PALYNOSTRATIGRAPHY OF THE LOWER PALEOGENE MARGARET FORMATION AT STENKUL FIORD, ELLESMERE ISLAND, NUNAVUT, CANADA

The late Paleocene-early Eocene Margaret Formation at Stenkul Fiord on southern Ellesmere Island, Nunavut, Canada represents a nearly continuous terrestrial succession of palynomorph-rich deposits of clastic sediments and coals. The sediments were deposited at a time where the Arctic was undergoing extensive tectonic activity related to Eurekan deformation. The Margaret Formation, part of the Eureka Sound Group, at Stenkul Fiord has been affected by pronounced folding and faulting during deposition, but precise ages of these tectonic events and their chronology are still rather unknown. In addition, the greenhouse climate of the late Paleocene-early Eocene was punctuated by several episodic hyperthermal events such as the Paleocene-Eocene Thermal Maximum (PETM) and Eocene Thermal Maximum 2 (ETM2). Fossil evidence of high-latitude Arctic forests is preserved at Stenkul Fiord in high stratigraphic detail. Current radiometric dating at Stenkul Fiord provides a U-Pb detrital zircon age of 53.7 ± 0.6 Ma, which suggests these deposits record the ETM2 hyperthermal. Prior palynostratigraphic studies at Stenkul Fiord suggested a late Paleocene age for some sediments.
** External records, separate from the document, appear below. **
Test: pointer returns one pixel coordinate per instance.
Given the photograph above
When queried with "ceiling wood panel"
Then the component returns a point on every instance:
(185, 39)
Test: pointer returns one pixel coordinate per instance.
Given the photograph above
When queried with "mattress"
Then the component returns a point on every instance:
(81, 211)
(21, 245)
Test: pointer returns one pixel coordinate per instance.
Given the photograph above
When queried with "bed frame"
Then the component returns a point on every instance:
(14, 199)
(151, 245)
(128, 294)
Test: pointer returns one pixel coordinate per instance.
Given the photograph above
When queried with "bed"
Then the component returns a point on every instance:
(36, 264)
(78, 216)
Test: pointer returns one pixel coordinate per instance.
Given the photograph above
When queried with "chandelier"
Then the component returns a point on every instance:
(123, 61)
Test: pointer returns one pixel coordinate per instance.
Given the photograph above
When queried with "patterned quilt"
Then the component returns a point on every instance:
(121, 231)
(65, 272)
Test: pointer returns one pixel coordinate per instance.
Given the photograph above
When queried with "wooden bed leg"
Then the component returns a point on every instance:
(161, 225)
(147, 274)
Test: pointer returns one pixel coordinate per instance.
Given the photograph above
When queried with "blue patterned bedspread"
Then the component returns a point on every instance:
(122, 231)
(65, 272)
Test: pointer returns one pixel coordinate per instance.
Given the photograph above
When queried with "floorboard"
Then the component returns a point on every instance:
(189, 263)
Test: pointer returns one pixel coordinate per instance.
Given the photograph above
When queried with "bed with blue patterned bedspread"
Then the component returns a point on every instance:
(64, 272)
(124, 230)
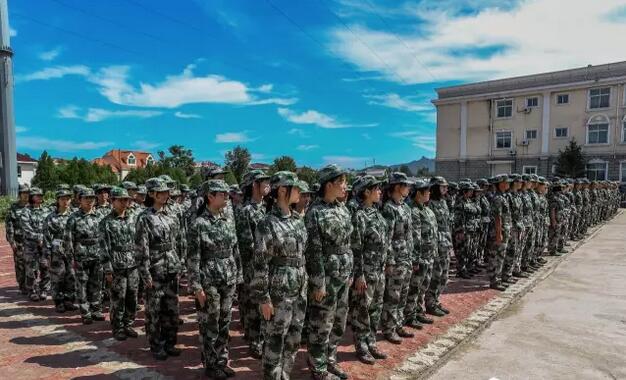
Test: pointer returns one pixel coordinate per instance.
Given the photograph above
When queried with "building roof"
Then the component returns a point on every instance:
(581, 74)
(117, 159)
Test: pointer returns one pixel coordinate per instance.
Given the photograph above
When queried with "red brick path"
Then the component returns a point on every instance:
(31, 348)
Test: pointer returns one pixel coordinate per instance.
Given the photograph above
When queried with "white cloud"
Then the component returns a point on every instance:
(50, 55)
(93, 115)
(233, 137)
(316, 118)
(306, 148)
(392, 100)
(183, 115)
(533, 36)
(177, 90)
(55, 72)
(38, 143)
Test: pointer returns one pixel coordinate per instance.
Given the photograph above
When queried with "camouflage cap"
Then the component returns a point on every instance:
(129, 185)
(330, 172)
(156, 184)
(438, 180)
(215, 186)
(398, 178)
(119, 192)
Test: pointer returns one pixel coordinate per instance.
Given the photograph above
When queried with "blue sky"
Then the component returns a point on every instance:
(345, 81)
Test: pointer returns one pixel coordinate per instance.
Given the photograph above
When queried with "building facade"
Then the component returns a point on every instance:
(520, 124)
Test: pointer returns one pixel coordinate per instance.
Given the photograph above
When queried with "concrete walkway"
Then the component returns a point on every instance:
(571, 326)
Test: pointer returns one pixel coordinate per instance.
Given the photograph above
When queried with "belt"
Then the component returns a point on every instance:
(295, 262)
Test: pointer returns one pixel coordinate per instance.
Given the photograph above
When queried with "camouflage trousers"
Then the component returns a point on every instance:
(124, 289)
(214, 324)
(36, 270)
(497, 254)
(89, 276)
(395, 297)
(162, 312)
(420, 280)
(282, 332)
(366, 309)
(62, 278)
(439, 278)
(327, 323)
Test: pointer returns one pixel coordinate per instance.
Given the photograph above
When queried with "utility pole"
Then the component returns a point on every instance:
(8, 153)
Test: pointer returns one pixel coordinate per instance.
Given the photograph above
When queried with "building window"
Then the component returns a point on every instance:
(505, 108)
(529, 169)
(599, 97)
(598, 130)
(531, 134)
(503, 139)
(596, 170)
(532, 102)
(560, 133)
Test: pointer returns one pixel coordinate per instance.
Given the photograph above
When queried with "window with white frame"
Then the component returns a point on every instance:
(599, 97)
(504, 108)
(532, 102)
(598, 130)
(503, 139)
(560, 133)
(597, 170)
(562, 99)
(529, 169)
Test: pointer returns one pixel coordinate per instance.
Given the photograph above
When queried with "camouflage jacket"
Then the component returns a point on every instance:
(82, 236)
(328, 251)
(31, 220)
(401, 247)
(247, 218)
(279, 267)
(117, 239)
(442, 213)
(54, 228)
(370, 241)
(155, 240)
(427, 220)
(13, 224)
(213, 258)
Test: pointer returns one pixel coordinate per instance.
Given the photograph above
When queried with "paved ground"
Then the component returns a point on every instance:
(572, 325)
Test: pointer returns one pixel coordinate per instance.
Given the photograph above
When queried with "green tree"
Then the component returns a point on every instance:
(571, 162)
(283, 163)
(47, 176)
(237, 161)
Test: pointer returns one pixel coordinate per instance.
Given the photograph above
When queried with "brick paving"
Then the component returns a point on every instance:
(36, 342)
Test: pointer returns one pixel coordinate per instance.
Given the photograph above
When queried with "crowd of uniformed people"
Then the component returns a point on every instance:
(300, 262)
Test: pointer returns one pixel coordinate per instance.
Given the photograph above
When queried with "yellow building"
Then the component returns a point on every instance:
(520, 124)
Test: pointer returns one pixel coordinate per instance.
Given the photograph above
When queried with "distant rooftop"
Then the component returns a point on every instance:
(581, 74)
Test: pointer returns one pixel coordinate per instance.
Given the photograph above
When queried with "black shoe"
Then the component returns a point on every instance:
(173, 351)
(130, 332)
(365, 357)
(376, 353)
(335, 370)
(422, 318)
(160, 355)
(393, 338)
(435, 311)
(119, 335)
(404, 334)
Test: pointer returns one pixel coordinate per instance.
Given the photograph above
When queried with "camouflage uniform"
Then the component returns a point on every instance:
(159, 264)
(215, 267)
(117, 234)
(329, 263)
(61, 266)
(82, 244)
(280, 278)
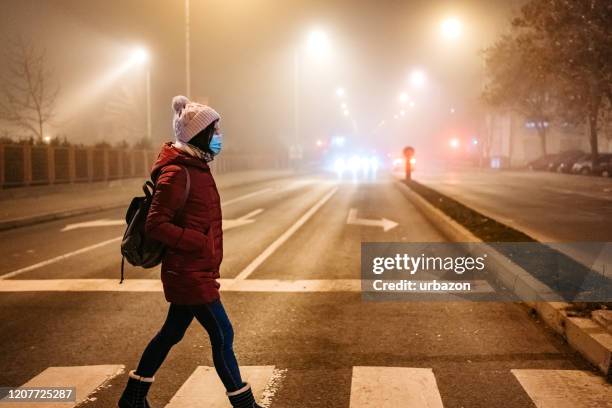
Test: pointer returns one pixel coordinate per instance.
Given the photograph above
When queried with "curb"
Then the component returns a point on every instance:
(583, 334)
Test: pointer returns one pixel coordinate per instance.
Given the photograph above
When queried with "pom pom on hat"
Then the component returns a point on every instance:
(178, 103)
(191, 117)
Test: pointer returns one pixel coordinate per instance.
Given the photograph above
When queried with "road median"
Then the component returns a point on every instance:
(584, 334)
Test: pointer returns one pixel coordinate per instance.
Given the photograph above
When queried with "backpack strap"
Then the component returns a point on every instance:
(186, 194)
(149, 190)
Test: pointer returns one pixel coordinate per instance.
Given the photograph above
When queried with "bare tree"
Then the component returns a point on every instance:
(27, 97)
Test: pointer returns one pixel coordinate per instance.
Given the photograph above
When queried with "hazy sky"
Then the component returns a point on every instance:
(243, 63)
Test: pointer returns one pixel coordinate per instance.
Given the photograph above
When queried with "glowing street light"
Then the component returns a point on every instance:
(319, 45)
(418, 78)
(451, 28)
(318, 42)
(140, 56)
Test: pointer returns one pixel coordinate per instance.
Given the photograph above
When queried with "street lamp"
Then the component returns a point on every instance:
(140, 56)
(418, 78)
(318, 45)
(451, 28)
(318, 42)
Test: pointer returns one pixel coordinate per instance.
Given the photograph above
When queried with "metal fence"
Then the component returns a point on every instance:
(27, 165)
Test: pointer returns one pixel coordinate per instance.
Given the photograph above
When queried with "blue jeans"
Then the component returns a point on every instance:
(216, 322)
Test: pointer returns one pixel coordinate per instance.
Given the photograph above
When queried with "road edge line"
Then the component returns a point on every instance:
(582, 334)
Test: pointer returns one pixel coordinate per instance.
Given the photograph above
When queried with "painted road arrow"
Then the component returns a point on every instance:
(227, 224)
(383, 222)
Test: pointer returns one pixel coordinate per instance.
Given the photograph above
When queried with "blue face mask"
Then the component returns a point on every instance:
(216, 143)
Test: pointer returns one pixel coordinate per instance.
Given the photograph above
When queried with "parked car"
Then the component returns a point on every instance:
(586, 164)
(606, 168)
(565, 161)
(542, 162)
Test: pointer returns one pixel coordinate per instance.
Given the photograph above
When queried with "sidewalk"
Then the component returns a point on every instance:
(31, 205)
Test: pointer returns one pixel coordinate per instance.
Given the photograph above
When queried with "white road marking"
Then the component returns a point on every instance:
(227, 285)
(59, 258)
(246, 196)
(204, 389)
(578, 193)
(383, 222)
(244, 220)
(285, 236)
(96, 223)
(391, 387)
(100, 244)
(565, 388)
(86, 379)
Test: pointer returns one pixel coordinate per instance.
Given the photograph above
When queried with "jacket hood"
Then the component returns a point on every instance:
(171, 155)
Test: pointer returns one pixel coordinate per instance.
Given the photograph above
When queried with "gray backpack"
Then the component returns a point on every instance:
(136, 247)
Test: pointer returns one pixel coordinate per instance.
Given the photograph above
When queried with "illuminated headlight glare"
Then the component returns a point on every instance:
(339, 166)
(374, 163)
(353, 163)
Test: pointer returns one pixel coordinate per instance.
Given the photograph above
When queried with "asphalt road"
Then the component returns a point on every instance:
(324, 344)
(554, 208)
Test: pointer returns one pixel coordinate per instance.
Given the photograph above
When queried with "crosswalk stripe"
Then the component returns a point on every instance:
(565, 388)
(204, 389)
(392, 387)
(227, 285)
(86, 380)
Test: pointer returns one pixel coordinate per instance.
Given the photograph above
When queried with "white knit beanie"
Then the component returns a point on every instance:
(190, 118)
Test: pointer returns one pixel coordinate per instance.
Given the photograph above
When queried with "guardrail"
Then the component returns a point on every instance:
(27, 165)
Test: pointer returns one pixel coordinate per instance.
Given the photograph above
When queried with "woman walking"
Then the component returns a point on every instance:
(194, 241)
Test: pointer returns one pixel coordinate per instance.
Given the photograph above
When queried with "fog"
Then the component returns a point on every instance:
(243, 63)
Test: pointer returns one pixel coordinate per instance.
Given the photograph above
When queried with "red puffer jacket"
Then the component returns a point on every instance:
(194, 242)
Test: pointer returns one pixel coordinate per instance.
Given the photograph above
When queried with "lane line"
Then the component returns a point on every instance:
(86, 380)
(110, 241)
(59, 258)
(204, 389)
(391, 387)
(565, 388)
(246, 196)
(285, 236)
(227, 285)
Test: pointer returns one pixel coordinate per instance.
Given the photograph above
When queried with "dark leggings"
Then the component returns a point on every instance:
(214, 319)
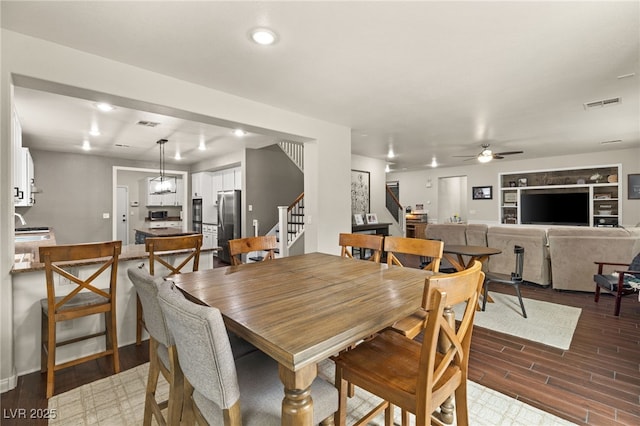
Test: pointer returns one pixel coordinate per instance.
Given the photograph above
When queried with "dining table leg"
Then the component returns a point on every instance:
(297, 405)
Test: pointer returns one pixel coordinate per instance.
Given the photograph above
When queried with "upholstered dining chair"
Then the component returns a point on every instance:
(240, 246)
(624, 281)
(429, 249)
(187, 244)
(163, 356)
(515, 279)
(218, 389)
(83, 300)
(361, 242)
(418, 376)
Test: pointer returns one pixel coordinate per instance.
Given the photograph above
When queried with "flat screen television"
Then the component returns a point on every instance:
(555, 209)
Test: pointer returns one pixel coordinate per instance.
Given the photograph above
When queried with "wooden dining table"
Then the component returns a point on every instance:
(302, 309)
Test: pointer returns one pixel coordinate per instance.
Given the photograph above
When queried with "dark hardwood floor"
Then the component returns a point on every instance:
(595, 382)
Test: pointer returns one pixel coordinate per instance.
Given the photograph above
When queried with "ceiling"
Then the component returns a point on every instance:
(424, 79)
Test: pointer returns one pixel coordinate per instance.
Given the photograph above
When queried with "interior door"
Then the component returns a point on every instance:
(122, 218)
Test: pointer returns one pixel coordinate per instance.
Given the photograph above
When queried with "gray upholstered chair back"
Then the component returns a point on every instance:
(203, 346)
(146, 286)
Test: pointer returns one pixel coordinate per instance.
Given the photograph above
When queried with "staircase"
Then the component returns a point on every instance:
(290, 225)
(295, 151)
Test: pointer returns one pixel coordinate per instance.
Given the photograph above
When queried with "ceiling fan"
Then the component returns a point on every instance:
(487, 155)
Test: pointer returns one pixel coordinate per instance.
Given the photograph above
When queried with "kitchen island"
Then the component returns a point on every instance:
(28, 281)
(142, 234)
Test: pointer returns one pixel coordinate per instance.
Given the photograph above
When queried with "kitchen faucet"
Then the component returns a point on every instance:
(22, 221)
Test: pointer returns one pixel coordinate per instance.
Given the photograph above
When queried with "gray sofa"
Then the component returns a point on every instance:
(575, 249)
(561, 256)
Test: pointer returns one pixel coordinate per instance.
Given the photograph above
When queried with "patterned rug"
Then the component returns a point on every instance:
(547, 323)
(118, 400)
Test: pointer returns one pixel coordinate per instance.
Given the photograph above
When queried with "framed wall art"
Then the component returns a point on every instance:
(633, 187)
(360, 181)
(482, 192)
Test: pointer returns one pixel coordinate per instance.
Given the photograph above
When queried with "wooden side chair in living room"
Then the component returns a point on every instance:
(264, 243)
(188, 244)
(515, 279)
(429, 249)
(624, 281)
(83, 300)
(361, 242)
(220, 388)
(418, 376)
In order to provide greater temporal resolution for both tectonic and climatic events preserved at Stenkul Fiord, a palynostratigraphic framework was constructed. This framework includes four pollen zones that were defined based on temporally unique floral assemblages, compositional shifts in floral communities in response to intervals of major climatic change, and stratigraphic ranges of occurrence of pollen and spore taxa. These data show that the character of vegetation (e.g. shifts in species dominance) shifted during, and after, the PETM and ETM2 hyperthermals. The palynostratigraphy was integrated with section-specific lithostratigraphy and facilitates the correlation of early Paleogene sediments at Stenkul Fiord. Furthermore, these results will be integrated with carbon isotope stratigraphy for paleoenvironmental reconstructions and to assist with the interpretation of the chronology of Eurekan deformation events at Stenkul Fiord.